Data-driven global ocean model resolving ocean-atmosphere coupling dynamics
This work addresses the need for efficient and accurate climate prediction models for researchers and policymakers, representing an incremental improvement by integrating existing deep learning techniques into ocean modeling.
The study tackled the challenge of extending deep learning-based predictions to subseasonal timescales by developing KIST-Ocean, a global ocean model that accurately simulates ocean-atmosphere coupling dynamics, such as capturing Kelvin and Rossby wave propagation and vertical motions induced by wind stress.
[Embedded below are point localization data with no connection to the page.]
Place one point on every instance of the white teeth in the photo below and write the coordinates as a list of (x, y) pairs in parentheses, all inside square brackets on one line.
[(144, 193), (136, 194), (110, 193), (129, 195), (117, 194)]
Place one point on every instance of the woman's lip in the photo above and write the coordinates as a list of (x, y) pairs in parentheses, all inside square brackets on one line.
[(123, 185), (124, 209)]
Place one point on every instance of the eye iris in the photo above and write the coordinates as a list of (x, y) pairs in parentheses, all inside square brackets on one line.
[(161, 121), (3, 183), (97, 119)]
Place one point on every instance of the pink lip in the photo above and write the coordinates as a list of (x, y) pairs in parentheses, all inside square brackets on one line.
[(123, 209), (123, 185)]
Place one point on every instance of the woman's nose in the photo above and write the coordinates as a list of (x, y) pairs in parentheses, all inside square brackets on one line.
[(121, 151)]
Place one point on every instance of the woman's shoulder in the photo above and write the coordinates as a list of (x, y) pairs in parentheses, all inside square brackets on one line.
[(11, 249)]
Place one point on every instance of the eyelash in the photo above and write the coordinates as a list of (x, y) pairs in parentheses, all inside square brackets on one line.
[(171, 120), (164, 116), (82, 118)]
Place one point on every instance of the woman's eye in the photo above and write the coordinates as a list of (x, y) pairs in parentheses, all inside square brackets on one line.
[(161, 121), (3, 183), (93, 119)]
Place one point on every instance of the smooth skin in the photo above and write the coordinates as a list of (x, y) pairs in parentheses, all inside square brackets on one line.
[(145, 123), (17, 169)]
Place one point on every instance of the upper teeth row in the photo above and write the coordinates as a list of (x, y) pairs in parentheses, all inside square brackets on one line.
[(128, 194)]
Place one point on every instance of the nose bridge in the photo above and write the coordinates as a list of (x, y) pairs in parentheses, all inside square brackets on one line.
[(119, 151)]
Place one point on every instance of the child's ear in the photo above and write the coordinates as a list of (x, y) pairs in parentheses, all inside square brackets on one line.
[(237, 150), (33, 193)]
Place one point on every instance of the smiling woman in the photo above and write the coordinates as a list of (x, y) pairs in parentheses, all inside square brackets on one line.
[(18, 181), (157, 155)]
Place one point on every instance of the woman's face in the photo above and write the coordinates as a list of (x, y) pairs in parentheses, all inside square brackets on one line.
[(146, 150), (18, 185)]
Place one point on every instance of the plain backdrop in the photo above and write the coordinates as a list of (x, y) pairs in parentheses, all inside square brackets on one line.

Artificial intelligence has advanced global weather forecasting, outperforming traditional numerical models in both accuracy and computational efficiency. Nevertheless, extending predictions beyond subseasonal timescales requires the development of deep learning (DL)-based ocean-atmosphere coupled models that can realistically simulate complex oceanic responses to atmospheric forcing. This study presents KIST-Ocean, a DL-based global three-dimensional ocean general circulation model using a U-shaped visual attention adversarial network architecture. KIST-Ocean integrates partial convolution, adversarial training, and transfer learning to address coastal complexity and predictive distribution drift in auto-regressive models. Comprehensive evaluations confirmed the model's robust ocean predictive skill and efficiency. Moreover, it accurately captures realistic ocean response, such as Kelvin and Rossby wave propagation in the tropical Pacific, and vertical motions induced by cyclonic and anticyclonic wind stress, demonstrating its ability to represent key ocean-atmosphere coupling mechanisms underlying climate phenomena, including the El Nino-Southern Oscillation. These findings reinforce confidence in DL-based global weather and climate models and their extending DL-based approaches to broader Earth system modeling, offering potential for enhancing climate prediction capabilities.